C'est parti, sourcils froncés et regard conquérant. Encore 15Km et nous attaquerons « the wall » ( pas le célèbre album des Pink Floyd) : la « cuesta de Lipan ». 99 lacets, 2000m de dénivelé… tellement impressionnante qu'elle figure sur de nombreuses cartes postales (que certains d'entre vous auront la chance de recevoir). Au début, tranquillo. La pente est douce, presque agréable. Puis, ça pars sérieusement en corniche le long des collines, ça se complique !


Au sortir d'une courbe nous tombons "pneu à asphalte" avec la bête. Un énorme cobra en pleine strangulation avec une montagne, jusqu'à son col. Les camions en haut sont minuscules, on les voit avancer tout doucement (ils nous ont dépassé depuis tellement longtemps!). Ne pas se laisser intimider. On fonce tête dans le guidon.

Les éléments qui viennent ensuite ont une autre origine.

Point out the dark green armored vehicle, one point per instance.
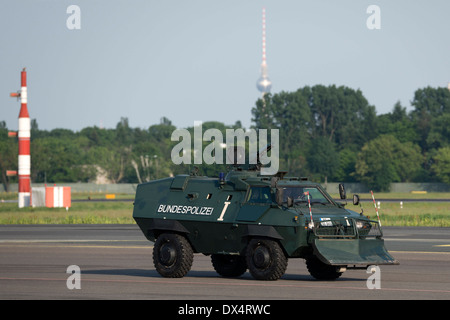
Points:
(249, 221)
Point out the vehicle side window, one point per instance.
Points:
(259, 195)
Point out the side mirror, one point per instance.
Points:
(290, 202)
(279, 196)
(342, 191)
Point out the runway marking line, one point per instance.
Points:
(231, 284)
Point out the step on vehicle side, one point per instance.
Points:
(250, 221)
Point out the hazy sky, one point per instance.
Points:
(193, 60)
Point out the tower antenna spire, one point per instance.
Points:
(264, 84)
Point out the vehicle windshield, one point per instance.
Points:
(300, 195)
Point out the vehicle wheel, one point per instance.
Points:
(172, 255)
(229, 265)
(265, 259)
(322, 271)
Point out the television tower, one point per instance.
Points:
(264, 84)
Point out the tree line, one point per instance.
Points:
(326, 133)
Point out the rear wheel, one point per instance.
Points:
(265, 259)
(172, 255)
(322, 271)
(229, 265)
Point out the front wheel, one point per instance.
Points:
(265, 259)
(172, 255)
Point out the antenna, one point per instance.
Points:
(264, 84)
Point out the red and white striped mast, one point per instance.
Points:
(24, 134)
(263, 83)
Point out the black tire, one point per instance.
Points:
(172, 255)
(265, 259)
(322, 271)
(229, 265)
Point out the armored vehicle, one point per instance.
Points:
(246, 220)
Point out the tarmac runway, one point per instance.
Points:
(115, 262)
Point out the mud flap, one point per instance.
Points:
(359, 252)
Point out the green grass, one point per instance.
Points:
(413, 214)
(79, 213)
(435, 214)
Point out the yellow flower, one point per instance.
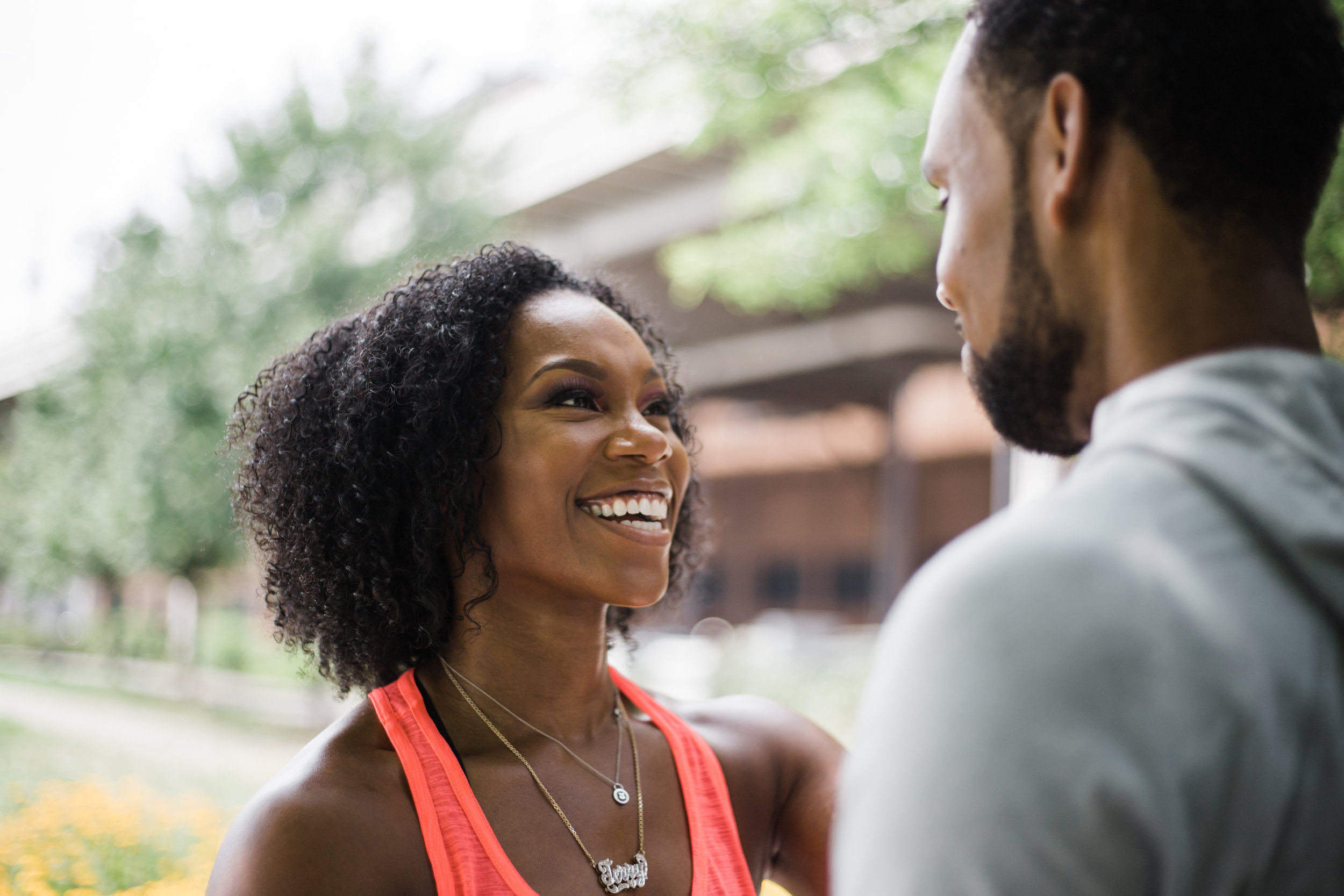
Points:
(89, 838)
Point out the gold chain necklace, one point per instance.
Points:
(614, 878)
(619, 792)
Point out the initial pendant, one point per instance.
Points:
(627, 876)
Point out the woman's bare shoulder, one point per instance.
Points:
(749, 728)
(339, 819)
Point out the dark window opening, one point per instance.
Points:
(854, 582)
(780, 585)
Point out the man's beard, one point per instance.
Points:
(1026, 379)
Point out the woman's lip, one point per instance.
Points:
(639, 488)
(641, 536)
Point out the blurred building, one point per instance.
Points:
(839, 450)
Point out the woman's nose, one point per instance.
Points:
(639, 440)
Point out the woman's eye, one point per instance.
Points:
(577, 398)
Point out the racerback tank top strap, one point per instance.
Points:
(463, 849)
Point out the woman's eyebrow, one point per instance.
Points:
(577, 364)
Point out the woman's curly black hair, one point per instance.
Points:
(359, 454)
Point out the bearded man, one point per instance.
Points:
(1136, 684)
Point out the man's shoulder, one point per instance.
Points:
(1071, 571)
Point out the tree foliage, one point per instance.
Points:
(824, 105)
(113, 467)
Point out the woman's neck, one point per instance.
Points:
(545, 660)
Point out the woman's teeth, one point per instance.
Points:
(655, 510)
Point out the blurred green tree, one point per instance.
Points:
(824, 104)
(113, 467)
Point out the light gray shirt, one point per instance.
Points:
(1135, 684)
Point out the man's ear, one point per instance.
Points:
(1066, 141)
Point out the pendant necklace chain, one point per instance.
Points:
(619, 793)
(614, 878)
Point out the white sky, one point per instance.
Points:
(104, 104)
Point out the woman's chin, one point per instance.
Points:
(636, 598)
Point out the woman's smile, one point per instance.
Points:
(643, 511)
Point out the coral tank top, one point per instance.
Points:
(464, 852)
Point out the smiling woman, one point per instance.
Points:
(460, 493)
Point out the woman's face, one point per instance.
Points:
(582, 497)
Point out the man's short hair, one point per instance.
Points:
(1237, 104)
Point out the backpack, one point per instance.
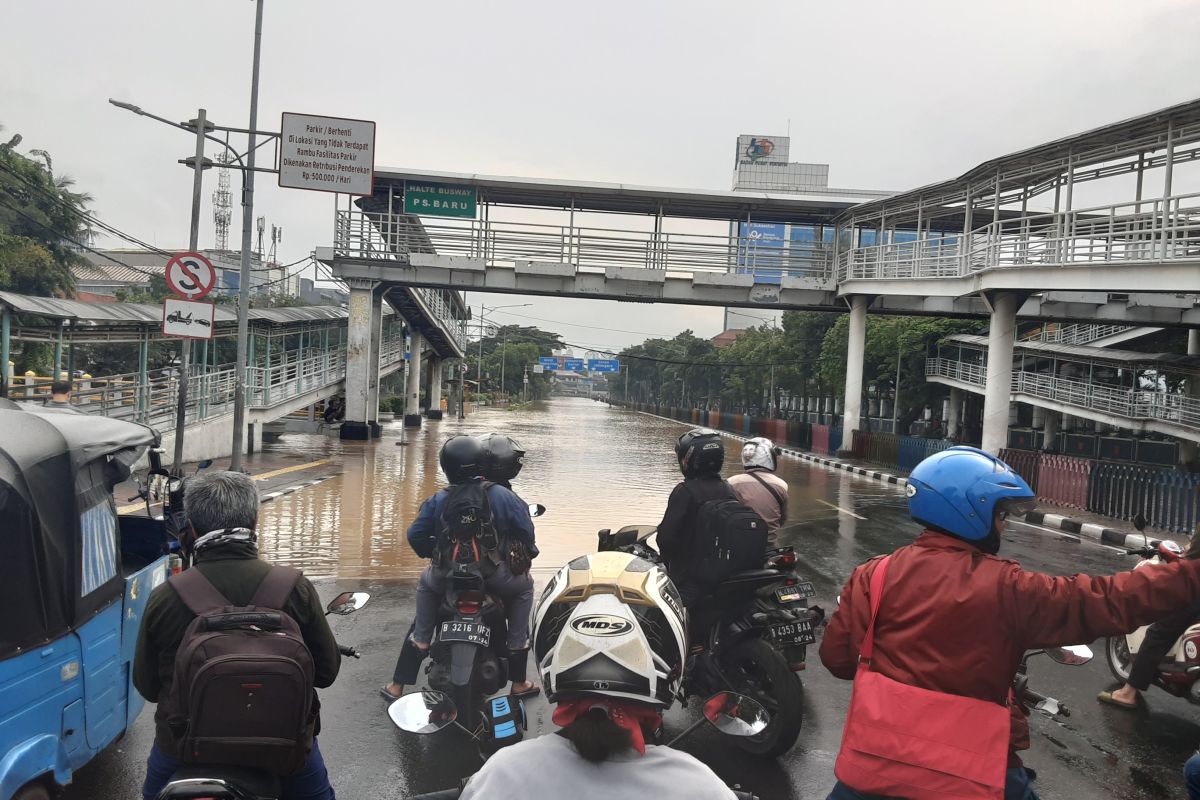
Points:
(467, 534)
(730, 537)
(243, 691)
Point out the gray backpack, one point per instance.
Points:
(243, 691)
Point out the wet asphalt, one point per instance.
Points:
(597, 467)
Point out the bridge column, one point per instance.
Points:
(413, 391)
(856, 349)
(435, 410)
(1053, 421)
(954, 415)
(1189, 451)
(373, 374)
(358, 361)
(1001, 332)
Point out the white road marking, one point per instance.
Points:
(840, 509)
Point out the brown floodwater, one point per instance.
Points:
(592, 465)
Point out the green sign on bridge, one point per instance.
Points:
(439, 199)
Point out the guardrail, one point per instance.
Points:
(360, 234)
(1149, 230)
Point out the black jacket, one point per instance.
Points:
(678, 525)
(235, 571)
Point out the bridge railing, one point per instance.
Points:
(358, 235)
(1129, 403)
(1149, 230)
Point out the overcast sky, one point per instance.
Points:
(892, 95)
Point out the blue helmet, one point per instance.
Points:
(960, 489)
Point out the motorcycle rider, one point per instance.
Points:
(462, 459)
(957, 619)
(701, 455)
(222, 512)
(1159, 638)
(759, 487)
(610, 690)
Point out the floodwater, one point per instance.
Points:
(592, 467)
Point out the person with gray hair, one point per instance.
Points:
(222, 515)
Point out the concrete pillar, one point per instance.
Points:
(954, 415)
(856, 347)
(1001, 332)
(435, 410)
(1050, 432)
(358, 362)
(413, 391)
(373, 371)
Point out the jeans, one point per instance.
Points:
(1192, 777)
(310, 783)
(516, 591)
(1018, 786)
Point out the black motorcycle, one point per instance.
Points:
(750, 636)
(468, 655)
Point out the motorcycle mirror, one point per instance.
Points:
(1073, 655)
(424, 713)
(348, 602)
(736, 715)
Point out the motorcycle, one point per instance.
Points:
(756, 626)
(430, 711)
(1179, 674)
(468, 655)
(229, 782)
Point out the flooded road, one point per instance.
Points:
(595, 467)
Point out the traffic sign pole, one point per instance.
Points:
(186, 347)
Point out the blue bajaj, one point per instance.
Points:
(75, 579)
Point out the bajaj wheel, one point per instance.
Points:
(756, 669)
(1116, 650)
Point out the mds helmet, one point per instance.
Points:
(761, 453)
(461, 458)
(700, 452)
(503, 457)
(960, 491)
(612, 625)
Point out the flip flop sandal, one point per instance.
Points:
(1107, 697)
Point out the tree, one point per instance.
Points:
(40, 215)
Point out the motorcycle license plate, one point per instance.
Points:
(786, 635)
(473, 632)
(797, 593)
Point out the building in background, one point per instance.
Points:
(769, 250)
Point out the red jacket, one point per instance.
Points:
(958, 620)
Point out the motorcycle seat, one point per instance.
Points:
(255, 783)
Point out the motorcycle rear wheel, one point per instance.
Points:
(1117, 656)
(756, 669)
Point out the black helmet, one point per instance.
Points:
(700, 452)
(503, 457)
(461, 458)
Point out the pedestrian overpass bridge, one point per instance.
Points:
(1007, 240)
(297, 359)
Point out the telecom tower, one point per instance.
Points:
(222, 203)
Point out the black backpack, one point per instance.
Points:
(467, 534)
(243, 690)
(730, 537)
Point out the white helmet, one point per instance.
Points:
(761, 452)
(611, 624)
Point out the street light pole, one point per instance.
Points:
(247, 223)
(193, 242)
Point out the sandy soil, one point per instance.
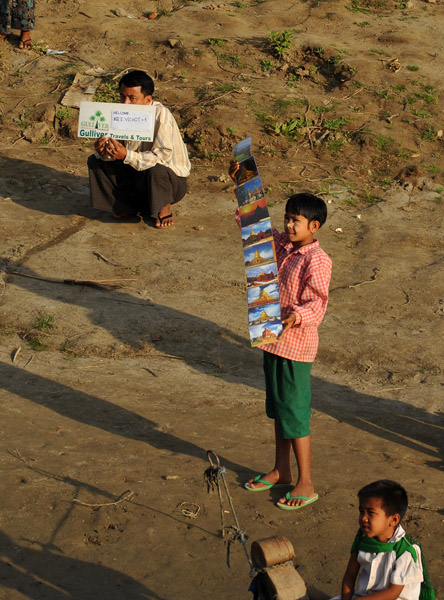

Ça chauffe dans les guiboles, le souffle est bruyant et de plus-en-plus court, les pauses, fréquentes. Chaque lacet nous fait gagner en altitude et c'est avec fierté que nous regardons en contre-bas nos 1ères courbes.

A 2heures du col on se met au fourneau, assis sur de grosses pierres. Les pâtes mettent un temps fou à cuire à cette hauteur. Nous essayons une tisane à la coca, cette fameuse feuille (et non la poudre, on est pas des toxicos !) aux propriétés "coupe-faim" et anti mal de l'altitude.

Dans les derniers kilomètres, une silhouette familière descend en négociant un virage serré. C'est Daniel, un cyclo argentin qui vient de Quito. Comme à notre coutume, KLAXON!!! Il prend peur, mord l’intérieur de la courbe en sable fin et se crash méchamment en un nuage de poussière. A 60km/h il nous offre un spectacle grandiose. Il ne manque plus qu'une bonne explosion pyrotechnique hollywoodienne! Rien de cassé; un pneu crevé, des petites blessures secondaires, il nous a fait peur ce bougre.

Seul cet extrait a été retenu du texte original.